A severe heat wave swept across Delhi on Wednesday as the city reported a maximum temperature of 43.5 degrees Celsius, the highest recorded so far, this year.
According to the India Meteorological Department (IMD) the city’s maximum temperature was seven degrees above normal today.
The mercury has been soaring in the national capital since Monday, when the city reported a maximum temperature of 43 degrees Celsius.
The temperature is likely to remain a couple of degrees above normal till July 7, post which Delhiites can expect the mercury to go down as monsoon is expected to advance in the region.
A severe heat wave seared Lodhi Road (43.7 degrees Celsius), Ayanagar (44.2), Ridge (44), Mungeshpur (44.3), Najafgarh (44.4), Pitampura (44.3) and Narela (43.7), officials said earlier today.
The monitoring station at Pusa recorded a high of 44.3 degrees Celsius, eight notches above normal, they added.
For the plains, a "heat wave" is declared when the maximum temperature is more than 40 degrees Celsius, and at least 4.5 notches above normal.
A "severe" heat wave is declared if departure from normal temperature is more than 6.5 degrees Celsius, according to the IMD.
On Monday, Delhi recorded the first heat wave this summer with the mercury levels increasing to 43 degrees Celsius.
Another heat wave has been predicted for Thursday.
Light rainfall and dust storm on Friday are likely to bring the mercury below the 40 degrees mark.
“Usually, the capital witnesses heat waves till June 20 and cooler temperatures thereafter.
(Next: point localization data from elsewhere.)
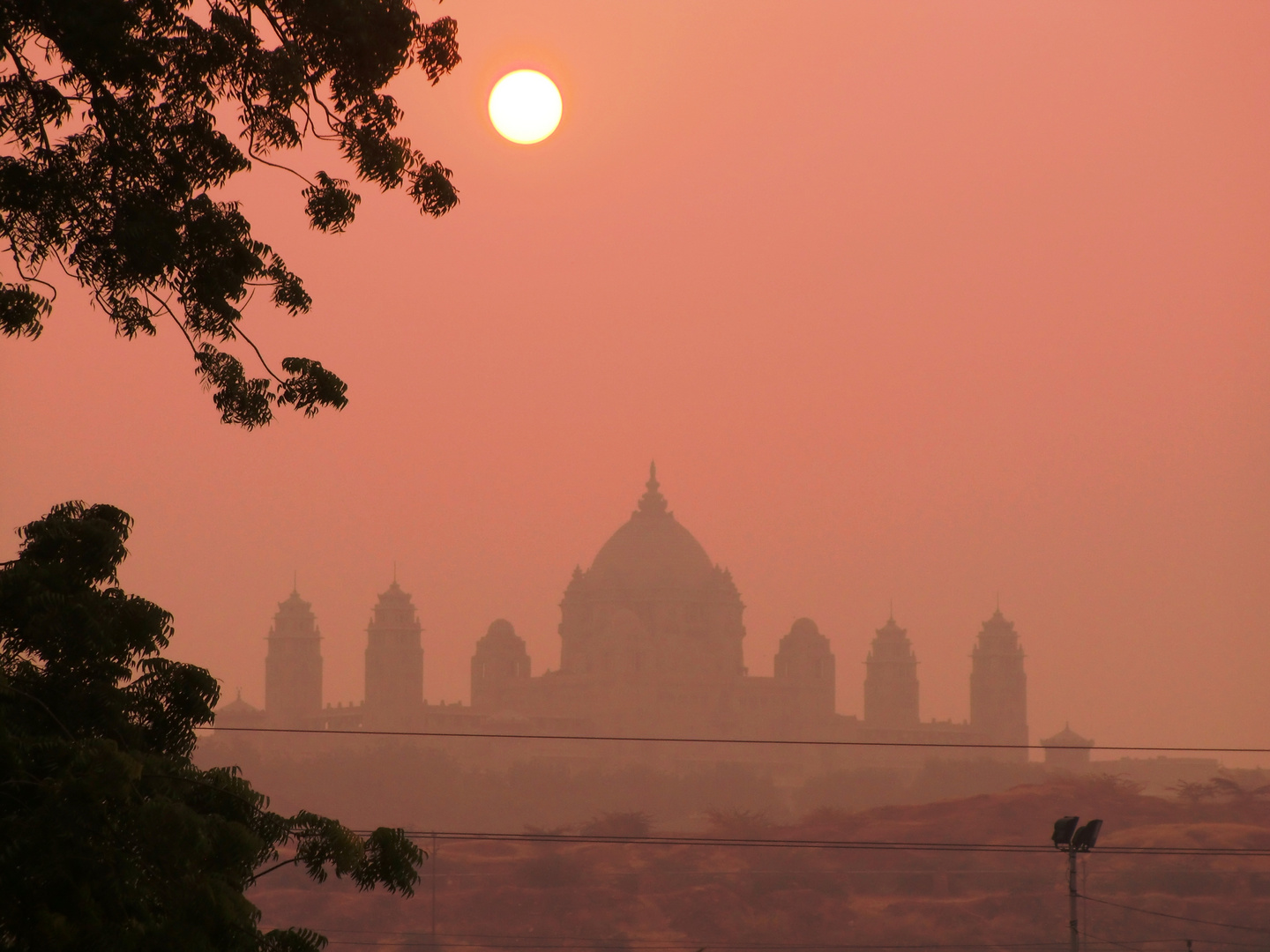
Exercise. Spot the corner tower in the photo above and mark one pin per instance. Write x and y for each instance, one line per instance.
(998, 687)
(891, 680)
(292, 666)
(394, 661)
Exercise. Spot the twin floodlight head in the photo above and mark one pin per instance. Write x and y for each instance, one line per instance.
(1070, 836)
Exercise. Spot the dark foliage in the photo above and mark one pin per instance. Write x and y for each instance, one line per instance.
(109, 837)
(111, 144)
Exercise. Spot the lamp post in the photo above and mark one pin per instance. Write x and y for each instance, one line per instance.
(1072, 838)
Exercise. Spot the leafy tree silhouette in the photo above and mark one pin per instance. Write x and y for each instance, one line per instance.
(109, 126)
(111, 838)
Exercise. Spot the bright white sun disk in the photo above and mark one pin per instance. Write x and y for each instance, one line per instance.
(525, 107)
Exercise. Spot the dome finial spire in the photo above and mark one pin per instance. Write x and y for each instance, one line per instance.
(653, 501)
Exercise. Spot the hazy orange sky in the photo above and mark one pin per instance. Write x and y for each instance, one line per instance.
(915, 301)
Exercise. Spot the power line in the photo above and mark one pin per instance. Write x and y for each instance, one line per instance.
(1181, 918)
(635, 945)
(787, 843)
(781, 741)
(651, 942)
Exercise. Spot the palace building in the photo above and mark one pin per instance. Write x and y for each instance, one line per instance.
(651, 645)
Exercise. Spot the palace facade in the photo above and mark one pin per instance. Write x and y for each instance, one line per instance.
(651, 645)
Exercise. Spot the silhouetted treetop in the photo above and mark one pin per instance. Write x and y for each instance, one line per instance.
(111, 141)
(111, 838)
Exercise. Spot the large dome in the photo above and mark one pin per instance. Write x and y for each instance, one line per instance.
(652, 550)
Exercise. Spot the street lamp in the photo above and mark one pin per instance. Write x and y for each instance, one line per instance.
(1072, 838)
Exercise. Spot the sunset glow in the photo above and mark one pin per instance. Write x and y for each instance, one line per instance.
(525, 107)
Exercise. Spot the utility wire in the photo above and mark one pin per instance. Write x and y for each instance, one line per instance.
(611, 943)
(1181, 918)
(744, 740)
(629, 942)
(566, 838)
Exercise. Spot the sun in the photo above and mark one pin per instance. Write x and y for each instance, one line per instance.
(525, 107)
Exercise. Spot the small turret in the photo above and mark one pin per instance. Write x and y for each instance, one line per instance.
(891, 680)
(805, 666)
(292, 666)
(998, 687)
(394, 661)
(501, 661)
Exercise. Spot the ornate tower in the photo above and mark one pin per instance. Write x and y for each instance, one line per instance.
(292, 666)
(891, 680)
(501, 661)
(998, 687)
(805, 664)
(394, 661)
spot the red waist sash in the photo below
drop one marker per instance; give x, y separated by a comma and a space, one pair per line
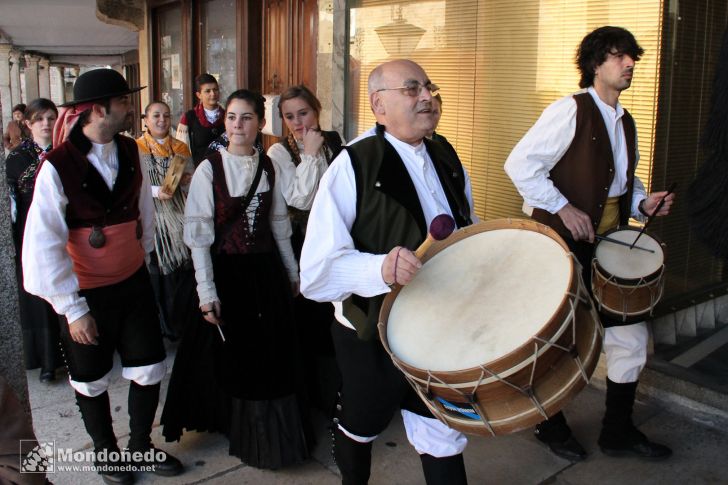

The increase in the maximum temperature this time can be attributed to the delay in the arrival of the monsoon,” said Kuldeep Srivastava, head of IMD's regional forecasting centre.
There has been no rainfall in the last few days and warm westerly winds are blowing across a major part of northwest India, which has not been covered by the monsoon yet, he said.
After arriving two days late in Kerala, the monsoon had raced across the country, covering eastern, central and adjoining northwest India, seven to 10 days earlier.
The meteorological office had earlier predicted that the wind system may reach Delhi by June 15, which would have been 12 days early.
However, westerly winds have been blocking its advance into Delhi, parts of Uttar Pradesh, Rajasthan, Punjab and Haryana.
Normally, monsoon reaches Delhi by June 27 and covers the entire country by July 8. Last year, the wind system had reached Delhi on June 25 and covered the entire country by June 29.
The wind system is not likely to cover the remaining part of northwest India, including Delhi, Haryana, parts of west Uttar Pradesh, Punjab and west Rajasthan in the next six to seven days, the IMD said.
The last time the monsoon arrived so late in Delhi was on July 7 in 2012.